Originally Posted by pyrogen
I am starting to feel that "living on your own" is untenable, too, in the long run. The only reason it worked was during a very brief time with an artificially boosted economy. Living alone or with a partner has gotten so expensive that many of the most talented, inventive people are forced to struggle to make ends meet instead of do those activities which will actually contribute to happiness and to contribution toward society (and I don't consider working an ordinary job to be this). We are rapidly approaching a point where advanced education, writing a book, starting a business, or devoting any amount of time to non-work activity is something reserved for the privileged. Normal people do not even have time for their children anymore, and are forced to leave their children to be raised by the state in public schools which are increasingly merely nannies for working parents. And it is so unnecessary. More adults living in a tight knit community, would solve the problem so nicely.

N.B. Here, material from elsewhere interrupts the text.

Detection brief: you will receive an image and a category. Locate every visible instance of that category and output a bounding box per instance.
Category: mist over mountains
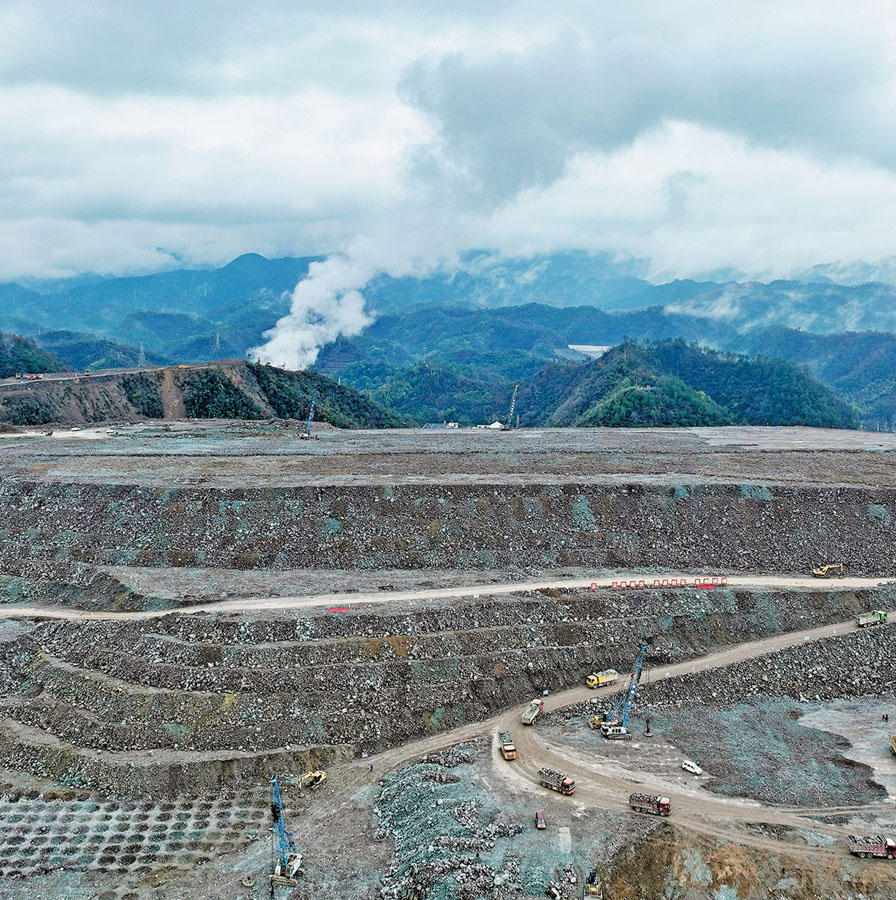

Very valid point. There is this growing trend in Europe where college graduates don't move out from their parents' until their late 20s - early 30s, simply because they can't afford rent early in their career. And it is problematic in a society that has radically shifted the shames and expectations attached to living with your parents.
Originally Posted by pyrogen
Therefore, there needs to be a third alternative, and that is a revisiting of the intentional community. We don't need to get over our striving or inventiveness or even desire for privilege, IMo; we need to get over our fanatical need to live alone, and we must become social beings. If we do not do this, the innovative and educated people will disappear - because the conservatives, religious and people from other cultures -already know how to live communally-.

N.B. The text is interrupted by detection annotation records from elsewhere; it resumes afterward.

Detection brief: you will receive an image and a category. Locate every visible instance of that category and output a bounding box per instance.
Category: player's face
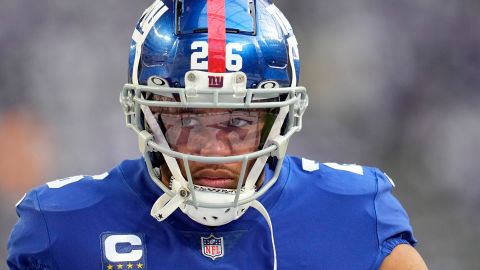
[159,108,271,189]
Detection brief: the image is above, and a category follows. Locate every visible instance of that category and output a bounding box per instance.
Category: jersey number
[190,40,243,71]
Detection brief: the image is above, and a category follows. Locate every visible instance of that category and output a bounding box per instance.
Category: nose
[200,130,232,157]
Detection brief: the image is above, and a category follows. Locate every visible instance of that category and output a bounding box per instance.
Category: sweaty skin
[158,109,265,189]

I'm inspired enough by this idea to consider doing a course of study around it;
it may be the topic of a Ph.D. down the road.

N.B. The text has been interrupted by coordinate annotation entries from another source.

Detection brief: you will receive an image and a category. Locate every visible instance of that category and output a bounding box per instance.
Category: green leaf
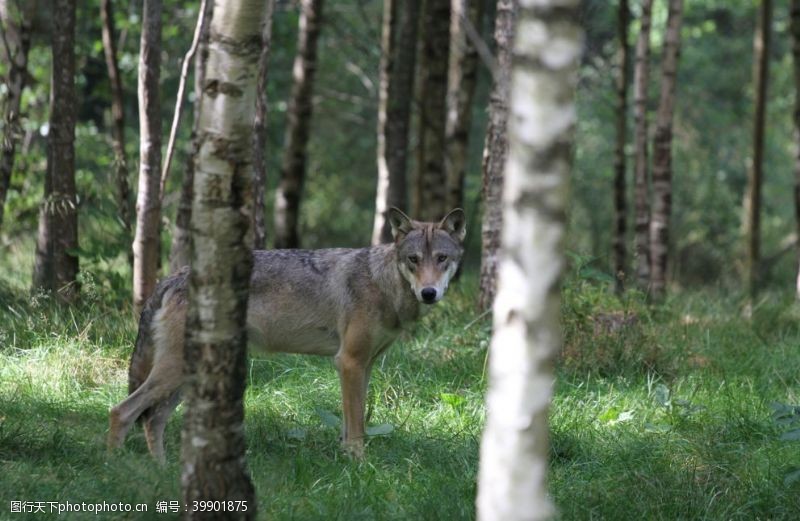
[314,407,342,428]
[439,393,466,409]
[367,423,394,436]
[286,428,306,440]
[781,429,800,441]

Some communities have made this work. The thing is, we hear far, far more about the failures. I don't feel that the solution is a rural self sufficient commune; I'm not thinking of any kind of communism in any sense of the term. What I'm interested in investigating is mainstreaming of the urban cohousing movement and a possible movement toward the urban arcology. There are already a number of cohousing organizations which vary in level of
"commune" similarity and the most successful seem to be those which have greater integration with their urban environments and which contribute to the culture and economy.
I love this. Actually, creative communal living solutions are sprouting out all over the place out of economical necessity. My recently-separated mom has been looking into it, turns out there's this big movement of divorced mothers rooming together.
I have this fantasy of communal child rearing, living with one or 2 other friend couples as a way to simplify chores and childcare, and develop new, more meaningful ways to relate to my close friends.